Let a(n) be the number of subsets of [n] that include no consecutive even integers. If n is an even integer then, a(n) = b(n). Since in the set S = {1, 2, 3, ..., n} where n is even, the number of odd integers is equal to the number of even integers. For example, let S ={1, 2, 3, 4} In this set there are 2 odd and 2 even integers. So the number of subsets of S contain no consecutive odd integers is equal to the number of subsets of S contain no consecutive even integers. In the other case if n is an odd integer then, a(n) = 2b(n-1). Since in the set S = {1, 2, 3, ..., n} where n is odd; Let K = {1, 2, 3, ..., n-1}, n-1 is an even integer so there are b(n-1) subsets containing no consecutive even integers in the set K. And prepending the last element 'n' to each of those gives us another b(n-1) subsets, for a total of 2b(n-1) subsets. Hence if n is even then, a(n) = b(n). If n is odd then, a(n) = 2b(n-1). For k = 0, 1, 2, 3, ... ; a(2k+1) = 2a(2k).

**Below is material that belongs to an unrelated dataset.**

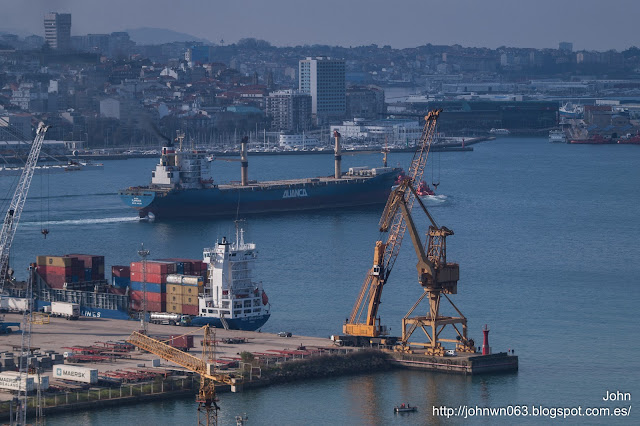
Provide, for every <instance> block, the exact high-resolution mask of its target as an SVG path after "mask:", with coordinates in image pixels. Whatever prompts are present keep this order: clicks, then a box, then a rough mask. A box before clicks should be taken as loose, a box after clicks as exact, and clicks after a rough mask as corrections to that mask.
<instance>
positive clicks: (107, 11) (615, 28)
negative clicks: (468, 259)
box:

For n>3 there are 2 cases for the subsets: the first element '1' is included or not. If '1' is not included, then the subset consists of elements from {2, 3, 4, ..., n}. The number of subsets that include no element smaller than '3' is a(n-2); prepending the element '2' to each of those gives us another a(n-2) subsets, for a total of 2a(n-2) subsets. In the other case, '1' is included, and since 1 and 3 are consecutive odd integers, '3' is excluded, so the subset consists of elements from {1, 2, 4, 5, ..., n}. The number of subsets that include no element smaller than '5' is a(n-4), and since there are 2^2=4 subsets of {2, 4}, the number of subsets that include '1' is 4a(n-4). Hence a(n) = 2a(n-2) + 4a(n-4).